Judas responded to their joy by seeking some moment when He could betray the Lord “conveniently.” Whatever his motive, Judas did what he did. It brings sadness to us now to consider it, sadness and a warning.

Mark 14: 10-11
Then Judas Iscariot, one of the twelve, went to the chief priests to betray Him to them. And when they heard it, they were glad, and promised to give him money. So he sought how he might conveniently betray Him.

Lord Jesus, I want to always be faithful to You. The kiss of my worship will always be one of love and never one of betrayal. I cannot imagine the deeds of Judas but I know that only You know what was in his heart. You also know the contents of my heart, even the deep things and the hidden things I don’t even know about myself. O Refiner’s Fire and Launderer’s Soap, cleanse my heart from any dark thing lurking there that would ever cause me to betray You. O Lord, Cleanse me! Amen.

Silver and Gold
Words and Music: Jimmy and Carol Owens

Here is the money you paid for my kiss.
I must have been out of my mind.
See I have sold you an innocent man
And you knew it all of the time.

Silver and gold I gained in exchange for my soul.
Silver and gold I gained in exchange for my soul.

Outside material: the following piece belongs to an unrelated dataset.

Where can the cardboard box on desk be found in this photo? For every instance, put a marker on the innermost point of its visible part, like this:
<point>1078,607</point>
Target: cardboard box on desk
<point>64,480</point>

The devil came in through the door of my greed
And swept through my head like a flood.
He told me that riches were better than love
And filled up my pockets with blood.

Silver and gold I gained in exchange for my soul.
Silver and gold I gained in exchange for my soul.

Forever the blame. Forever the shame.
Judas! Judas is my name!

Semper Reformanda!
Stephen Phifer

© 2018 Stephen R. Phifer All Rights Reserved

TheJesusStory devotions are also found at KingdomWinds.com.

4 thoughts on “February 20 “Judas”

  1. Great post. Thanks!
    Peter also betrayed Jesus in his denials. Both seemed to feel some sort of remorse, but Peter sought forgiveness. Judas did not. I think, then, metaphorically Peter has become the model of redemption and Judas the model for unrepentant. I agree that speculation on motives is not necessary. The lesson is what the lesson has been throughout the entirety of the written Word … the wages of sin are death,


    1. Thanks, Tim. This one was a challenge to write. Mark gives so few details and I tried to stay away from the information in the other gospels. such a sad story. You will be blessed by Peter’s story in a few days. Keep reading and commenting!